Robert Halfon: Usually, my inbox is flooded with emails on every conceivable subject – just not John Lewis or wallpaper

5 May

Robert Halfon is MP for Harlow, a former Conservative Party Deputy Chairman, Chair of the Education Select Committee and President of Conservative Workers and Trade Unionists.

The People’s Priorities

Usually, my inbox is flooded with emails on every conceivable subject, from animal rights to free school meals and Universal Credit. But, bar a few robotised missives, I have had barely a peep from Harlow residents about Lulu Lytle, John Lewis, wallpaper or sofas. Neither has interior design been mentioned on the doorsteps to our local council candidates.

Although this may be unfathomable to the Westminsterocacy, is this really that surprising? The country has been in a state of national emergency. We appear to be getting over the worst of the pandemic, the vaccination programme has exceeded all expectations and the gradual padlock removal from the lockdown gates is upon us.

In the run-up to local elections, much of the farrago is seen as political opportunism. Not least with the leader of the Labour Party posing in John Lewis with a wallpaper roll – an Ed Miliband “bacon roll” moment (although at least this went viral).

So, without counting chickens, I am relatively hopeful for these elections. Conservatives have run a gritty street campaign focusing on affordable housing, education and skills, and value for council taxpayers. Good Conservative councils cost you less.

Meanwhile, in a hangover from the Corbyn era, in my constituency of Harlow, a Labour Candidate has been campaigning and organising a petition against army Cadet course in a local school. Not quite the people’s priorities. Starmer has a lot of work to do if he is to change his party a la Blair.
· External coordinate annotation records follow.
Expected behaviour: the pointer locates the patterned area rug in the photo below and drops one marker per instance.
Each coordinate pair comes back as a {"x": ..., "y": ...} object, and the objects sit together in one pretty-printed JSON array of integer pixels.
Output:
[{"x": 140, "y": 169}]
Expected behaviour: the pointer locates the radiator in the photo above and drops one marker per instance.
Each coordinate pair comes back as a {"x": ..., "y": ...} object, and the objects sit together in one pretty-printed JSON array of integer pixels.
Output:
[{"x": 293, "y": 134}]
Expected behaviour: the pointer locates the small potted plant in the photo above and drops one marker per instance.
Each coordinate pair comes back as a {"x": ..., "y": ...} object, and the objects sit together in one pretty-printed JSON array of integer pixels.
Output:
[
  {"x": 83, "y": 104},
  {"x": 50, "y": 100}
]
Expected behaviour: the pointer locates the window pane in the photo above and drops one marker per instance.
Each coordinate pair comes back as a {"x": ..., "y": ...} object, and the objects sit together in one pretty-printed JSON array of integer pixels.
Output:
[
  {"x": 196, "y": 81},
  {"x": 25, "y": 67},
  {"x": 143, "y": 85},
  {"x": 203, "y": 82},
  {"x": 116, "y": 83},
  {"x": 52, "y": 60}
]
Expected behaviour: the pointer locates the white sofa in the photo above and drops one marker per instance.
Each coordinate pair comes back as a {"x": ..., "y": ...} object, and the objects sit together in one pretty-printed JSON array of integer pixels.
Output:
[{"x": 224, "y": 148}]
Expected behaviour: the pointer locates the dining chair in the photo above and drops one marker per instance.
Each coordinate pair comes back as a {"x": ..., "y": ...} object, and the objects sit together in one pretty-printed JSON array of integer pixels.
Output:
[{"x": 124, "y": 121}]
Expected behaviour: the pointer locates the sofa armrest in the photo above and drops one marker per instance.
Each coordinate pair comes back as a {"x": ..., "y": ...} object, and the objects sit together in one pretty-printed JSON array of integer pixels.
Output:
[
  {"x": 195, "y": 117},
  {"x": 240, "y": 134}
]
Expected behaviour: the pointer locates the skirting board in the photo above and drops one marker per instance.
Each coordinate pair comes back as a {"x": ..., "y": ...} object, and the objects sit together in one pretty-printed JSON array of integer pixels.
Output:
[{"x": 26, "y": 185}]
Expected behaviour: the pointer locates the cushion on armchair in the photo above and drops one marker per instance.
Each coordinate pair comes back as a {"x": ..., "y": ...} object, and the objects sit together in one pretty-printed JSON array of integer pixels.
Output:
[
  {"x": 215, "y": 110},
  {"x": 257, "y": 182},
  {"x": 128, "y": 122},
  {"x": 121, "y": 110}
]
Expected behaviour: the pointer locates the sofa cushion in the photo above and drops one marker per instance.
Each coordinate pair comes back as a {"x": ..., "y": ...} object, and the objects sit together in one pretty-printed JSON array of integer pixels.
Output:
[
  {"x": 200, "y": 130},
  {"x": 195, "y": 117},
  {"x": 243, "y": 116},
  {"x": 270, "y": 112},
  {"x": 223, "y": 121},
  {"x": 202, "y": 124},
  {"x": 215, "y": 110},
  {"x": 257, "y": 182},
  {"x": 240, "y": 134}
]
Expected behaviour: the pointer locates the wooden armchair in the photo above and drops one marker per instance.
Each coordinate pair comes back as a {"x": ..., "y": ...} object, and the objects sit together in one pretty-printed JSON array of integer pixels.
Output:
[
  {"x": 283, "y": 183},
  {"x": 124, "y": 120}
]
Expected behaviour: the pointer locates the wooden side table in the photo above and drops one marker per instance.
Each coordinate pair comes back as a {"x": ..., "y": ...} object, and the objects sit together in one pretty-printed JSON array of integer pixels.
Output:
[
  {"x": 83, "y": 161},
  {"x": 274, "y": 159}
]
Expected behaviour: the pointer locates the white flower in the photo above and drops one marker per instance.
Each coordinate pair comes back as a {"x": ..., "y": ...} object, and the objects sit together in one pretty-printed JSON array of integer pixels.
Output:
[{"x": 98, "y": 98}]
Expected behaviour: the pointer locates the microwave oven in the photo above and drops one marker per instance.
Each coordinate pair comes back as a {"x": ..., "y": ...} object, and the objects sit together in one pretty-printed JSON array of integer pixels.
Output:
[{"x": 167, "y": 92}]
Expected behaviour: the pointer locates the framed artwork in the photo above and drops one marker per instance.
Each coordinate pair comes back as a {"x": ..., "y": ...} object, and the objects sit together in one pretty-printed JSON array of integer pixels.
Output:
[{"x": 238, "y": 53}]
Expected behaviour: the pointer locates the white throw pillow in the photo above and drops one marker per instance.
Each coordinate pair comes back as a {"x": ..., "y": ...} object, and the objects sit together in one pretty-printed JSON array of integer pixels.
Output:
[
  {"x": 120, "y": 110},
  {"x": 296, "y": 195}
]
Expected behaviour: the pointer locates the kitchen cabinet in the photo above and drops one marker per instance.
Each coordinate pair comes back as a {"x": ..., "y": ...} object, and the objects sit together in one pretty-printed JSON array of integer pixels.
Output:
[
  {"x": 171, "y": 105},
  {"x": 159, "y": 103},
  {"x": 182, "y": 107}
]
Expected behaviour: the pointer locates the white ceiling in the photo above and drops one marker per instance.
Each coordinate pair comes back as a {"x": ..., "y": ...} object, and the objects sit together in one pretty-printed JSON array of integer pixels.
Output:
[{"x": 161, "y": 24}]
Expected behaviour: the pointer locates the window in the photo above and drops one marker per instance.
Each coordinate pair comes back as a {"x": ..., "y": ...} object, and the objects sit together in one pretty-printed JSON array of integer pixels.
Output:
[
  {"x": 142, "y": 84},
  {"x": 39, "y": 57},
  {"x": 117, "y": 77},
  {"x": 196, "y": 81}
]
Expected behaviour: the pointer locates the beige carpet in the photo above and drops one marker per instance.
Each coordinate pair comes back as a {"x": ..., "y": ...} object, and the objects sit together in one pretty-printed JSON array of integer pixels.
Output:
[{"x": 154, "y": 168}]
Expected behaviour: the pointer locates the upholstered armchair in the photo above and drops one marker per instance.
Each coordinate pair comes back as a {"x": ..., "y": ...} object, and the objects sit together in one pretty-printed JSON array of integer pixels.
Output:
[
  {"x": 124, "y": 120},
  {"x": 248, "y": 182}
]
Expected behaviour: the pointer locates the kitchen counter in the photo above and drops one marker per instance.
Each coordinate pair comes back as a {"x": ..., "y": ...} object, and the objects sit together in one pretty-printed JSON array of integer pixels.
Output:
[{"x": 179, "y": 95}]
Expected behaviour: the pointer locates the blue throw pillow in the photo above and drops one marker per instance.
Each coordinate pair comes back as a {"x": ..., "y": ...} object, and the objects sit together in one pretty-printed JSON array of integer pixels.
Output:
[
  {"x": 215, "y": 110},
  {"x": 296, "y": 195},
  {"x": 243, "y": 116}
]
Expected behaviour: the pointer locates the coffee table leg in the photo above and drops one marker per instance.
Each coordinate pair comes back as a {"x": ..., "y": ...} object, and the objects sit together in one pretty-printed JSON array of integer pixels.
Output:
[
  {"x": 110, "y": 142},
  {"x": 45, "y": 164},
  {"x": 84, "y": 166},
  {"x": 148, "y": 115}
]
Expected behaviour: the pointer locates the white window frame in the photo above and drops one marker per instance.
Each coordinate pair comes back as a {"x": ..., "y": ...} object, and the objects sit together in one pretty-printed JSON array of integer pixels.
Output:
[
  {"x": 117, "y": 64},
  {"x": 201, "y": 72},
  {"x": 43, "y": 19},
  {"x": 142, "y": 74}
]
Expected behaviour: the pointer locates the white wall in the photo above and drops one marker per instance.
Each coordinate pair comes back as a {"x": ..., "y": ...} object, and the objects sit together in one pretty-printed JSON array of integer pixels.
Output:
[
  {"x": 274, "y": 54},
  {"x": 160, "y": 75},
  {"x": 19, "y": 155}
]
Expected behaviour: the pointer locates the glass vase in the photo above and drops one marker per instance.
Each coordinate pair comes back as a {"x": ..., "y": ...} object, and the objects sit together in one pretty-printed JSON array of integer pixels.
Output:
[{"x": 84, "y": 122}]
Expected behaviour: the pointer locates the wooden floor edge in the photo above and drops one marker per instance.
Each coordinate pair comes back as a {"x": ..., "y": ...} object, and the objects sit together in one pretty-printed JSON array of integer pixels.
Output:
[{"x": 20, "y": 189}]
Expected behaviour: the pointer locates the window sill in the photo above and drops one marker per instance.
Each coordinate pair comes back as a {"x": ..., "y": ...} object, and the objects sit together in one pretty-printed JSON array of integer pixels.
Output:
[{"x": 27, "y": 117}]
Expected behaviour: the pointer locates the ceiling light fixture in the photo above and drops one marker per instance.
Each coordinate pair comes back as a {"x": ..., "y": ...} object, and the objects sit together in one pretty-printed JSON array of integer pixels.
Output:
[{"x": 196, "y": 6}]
In the meantime, every good wish to Conservative council candidates and to all campaigning volunteers activists, every good luck and success. You deserve it.

The Watchful Peace

Whatever happens tomorrow at the polling stations, it really does mean that, in terms of the pandemic here in the UK, the era of the “Watchful Peace” is upon us.

Unlike last summer, during which I dutifully munched holiday burgers to “Eat Out to Help Out” and naively imagined the worst was over, this time it really does feel a little different.

If we can keep various Covid strains from entering the country (or at least like South Korea, successfully knocking them on the head when they arrive), we could get back to the way things used to be, before March 2020.

The question is, of course, how back to normal will things ever be? Is everyone just going to crowd back on commuter trains, or spend hours in traffic driving to and from work on the M1, M4 and M11? Will the urban Pret a Mangers suddenly fill up once again? Can our larger office buildings in the City be rejuvenated as the worker-bees return?

For my part, I hope not. It is not that I want to stay at home – far from it. I am looking forward to the day when Parliament is back to its old self once again.

However, if there can be more balance between work and home life, surely that can only be a good thing? If people spend more time in their own communities, local economies, small businesses and employment all stand to benefit, not just those of large cities. If there is less commuting and travelling, that means less traffic, pollution and more importantly, a significant cut to the cost of living.

I believe that employers should decide where they need their employees to be, but many will be more imaginative than they have been in the past. There are huge savings in office costs to be had and potentially more productive workers.

With the advent of Microsoft Teams and Google, connections are that much easier. Of course, nothing will ever substitute human relationships and face-to-face meetings, especially networking and sealing the deal. However, I suspect under the watchful peace, it will be more quality over quantity.

Not forgetting the private sector workers who kept the show on the road during Covid

But in speaking of the above, I am just referring to those employees who have been able to work from home during the pandemic – predominantly, the so-called “professional classes”.

The other day, I was called by a national newspaper asking me if I would give a supportive quote to the idea of public sector workers getting a medal for all they have done during the pandemic. “Absolutely”, I said, “but what about all those millions of workers from the private sector who also kept the show on the road – the supermarket workers, delivery lorry drivers, couriers, pharmacy employees and many more besides?”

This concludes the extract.